Thoughtful Legal Management. David Bilinsky does a great job of looking at the business of law.

Canadian Privacy Law Blog. David T.S. Fraser puts together great content on the issues of privacy.

Unfortunately, I have not run across many Canadian legal blogs that address the issues of compliance I cover here at Compliance Building. Let me know if I am missing a good blog to read.

Compliance Bits and Pieces for December 4

Here are some compliance related news stories from the past week that caught my eye.

SEC Steps up Insider-Trading Probes by Kara Scannell and Jenny Strasburg for the Wall Street Journal

The Securities and Exchange Commission has sent at least three dozen subpoenas to hedge funds and brokerages within the past month in an expanding sweep of potential insider-trading violations, according to people familiar with the matter. At least some of the inquiries are focused on potential information leaks around health-care mergers of the past three years,

FINRA Fines Terra Nova Financial $400,000; Firm Made Over $1 Million in Improper Soft Dollar Payments

Terra Nova was also charged with failing to properly supervise its soft dollar program, failing to implement adequate supervisory procedures and failing to retain its business-related electronic instant messages. Terra Nova also failed to timely respond to FINRA’s requests for productions of various documents, including emails and instant messages, thus delaying FINRA’s investigation.
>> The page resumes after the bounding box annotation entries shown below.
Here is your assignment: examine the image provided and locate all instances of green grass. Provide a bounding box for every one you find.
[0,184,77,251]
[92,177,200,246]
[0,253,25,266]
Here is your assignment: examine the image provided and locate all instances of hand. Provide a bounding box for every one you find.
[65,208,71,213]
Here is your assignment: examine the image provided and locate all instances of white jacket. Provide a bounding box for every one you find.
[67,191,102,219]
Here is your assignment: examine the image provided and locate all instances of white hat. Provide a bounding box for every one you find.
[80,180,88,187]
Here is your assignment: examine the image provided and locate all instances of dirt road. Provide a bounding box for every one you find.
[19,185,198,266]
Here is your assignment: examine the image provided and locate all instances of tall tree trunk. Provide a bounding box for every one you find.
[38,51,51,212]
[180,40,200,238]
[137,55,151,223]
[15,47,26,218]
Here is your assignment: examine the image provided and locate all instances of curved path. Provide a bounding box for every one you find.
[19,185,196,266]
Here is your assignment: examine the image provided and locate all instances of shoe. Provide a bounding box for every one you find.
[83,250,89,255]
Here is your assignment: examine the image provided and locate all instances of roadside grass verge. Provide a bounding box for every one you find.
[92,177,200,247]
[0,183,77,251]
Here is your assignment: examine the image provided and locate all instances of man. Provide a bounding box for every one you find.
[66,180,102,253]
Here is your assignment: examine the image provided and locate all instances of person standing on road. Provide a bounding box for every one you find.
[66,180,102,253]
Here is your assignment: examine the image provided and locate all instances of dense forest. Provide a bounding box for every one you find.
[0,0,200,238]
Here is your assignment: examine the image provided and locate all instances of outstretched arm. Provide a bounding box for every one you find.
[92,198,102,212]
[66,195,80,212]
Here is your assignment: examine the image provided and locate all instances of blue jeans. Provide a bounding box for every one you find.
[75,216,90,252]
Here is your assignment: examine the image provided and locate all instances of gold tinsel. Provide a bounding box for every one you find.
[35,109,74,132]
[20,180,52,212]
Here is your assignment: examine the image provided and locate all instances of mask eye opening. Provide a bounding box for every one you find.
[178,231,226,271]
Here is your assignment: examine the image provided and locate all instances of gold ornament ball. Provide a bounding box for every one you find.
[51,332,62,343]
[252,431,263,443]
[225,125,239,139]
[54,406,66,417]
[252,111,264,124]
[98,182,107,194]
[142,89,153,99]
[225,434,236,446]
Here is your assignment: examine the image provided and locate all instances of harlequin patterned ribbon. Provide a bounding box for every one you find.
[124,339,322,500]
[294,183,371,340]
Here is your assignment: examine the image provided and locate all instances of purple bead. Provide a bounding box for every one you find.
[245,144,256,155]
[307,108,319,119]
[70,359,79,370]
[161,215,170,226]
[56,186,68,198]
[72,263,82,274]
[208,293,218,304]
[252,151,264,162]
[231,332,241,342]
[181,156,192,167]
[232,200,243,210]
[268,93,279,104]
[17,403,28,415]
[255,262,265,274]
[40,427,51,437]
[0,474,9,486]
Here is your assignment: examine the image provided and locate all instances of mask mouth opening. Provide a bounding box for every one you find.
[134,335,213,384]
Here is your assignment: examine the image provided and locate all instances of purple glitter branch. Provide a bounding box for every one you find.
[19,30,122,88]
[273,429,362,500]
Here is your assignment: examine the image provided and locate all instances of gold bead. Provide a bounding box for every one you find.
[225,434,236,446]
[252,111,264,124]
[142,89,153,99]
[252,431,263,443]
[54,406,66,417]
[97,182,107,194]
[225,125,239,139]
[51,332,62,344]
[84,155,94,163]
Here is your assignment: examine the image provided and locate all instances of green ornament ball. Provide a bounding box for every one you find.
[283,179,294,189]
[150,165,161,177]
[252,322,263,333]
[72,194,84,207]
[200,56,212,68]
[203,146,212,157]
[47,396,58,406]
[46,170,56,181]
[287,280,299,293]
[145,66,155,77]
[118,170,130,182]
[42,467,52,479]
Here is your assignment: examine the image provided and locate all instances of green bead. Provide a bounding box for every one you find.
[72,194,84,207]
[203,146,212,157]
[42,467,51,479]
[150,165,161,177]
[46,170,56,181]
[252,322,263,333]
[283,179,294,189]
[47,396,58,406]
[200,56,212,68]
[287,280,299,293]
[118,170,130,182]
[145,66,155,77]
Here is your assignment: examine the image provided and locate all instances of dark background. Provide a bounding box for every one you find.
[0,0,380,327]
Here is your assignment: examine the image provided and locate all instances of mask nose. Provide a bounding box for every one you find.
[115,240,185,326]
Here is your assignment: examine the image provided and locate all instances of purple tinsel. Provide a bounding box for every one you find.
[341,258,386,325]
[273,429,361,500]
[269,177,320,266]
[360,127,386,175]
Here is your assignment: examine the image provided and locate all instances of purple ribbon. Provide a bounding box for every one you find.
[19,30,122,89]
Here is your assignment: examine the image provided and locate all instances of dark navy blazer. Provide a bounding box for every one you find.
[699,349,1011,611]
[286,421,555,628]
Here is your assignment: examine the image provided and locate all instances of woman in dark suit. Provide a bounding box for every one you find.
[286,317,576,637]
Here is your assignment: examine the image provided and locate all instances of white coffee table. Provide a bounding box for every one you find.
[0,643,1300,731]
Ethics Bubble from Bill Piwonka on Integrity at Work

Just spent some time reviewing the Ethics Resource Center‘s 2009 National Business Ethics Survey . There’s some very interesting data in the report – some of which seems contradictory, which means I’m going to be spending more time this weekend digging into the details.

When Social Media Meld by Ron Friedmann on Strategic Legal Technology

Today, document assembly company Exari wrote the blog post The insidious nature of the billable hour. It discusses why the billable hour is a barrier to building document assembly tools. Central to its point is a Twitter conversation among Mary Abraham, Jeff Brandt, Doug Cornelius, and me [links are to Twitter]. This spurs some observations.

K-State Business Ethics Expert Offers Advice on Buying Your Boss a Holiday Gift

Diane Swanson is a professor of management and heads the Ethics Education Initiative at K-State. She said the office culture can determine whether employees should even get the boss a gift at all. If it’s tradition, breaking from it could be awkward. She said it’s up to the boss to indicate whether there is the expectation of a gift.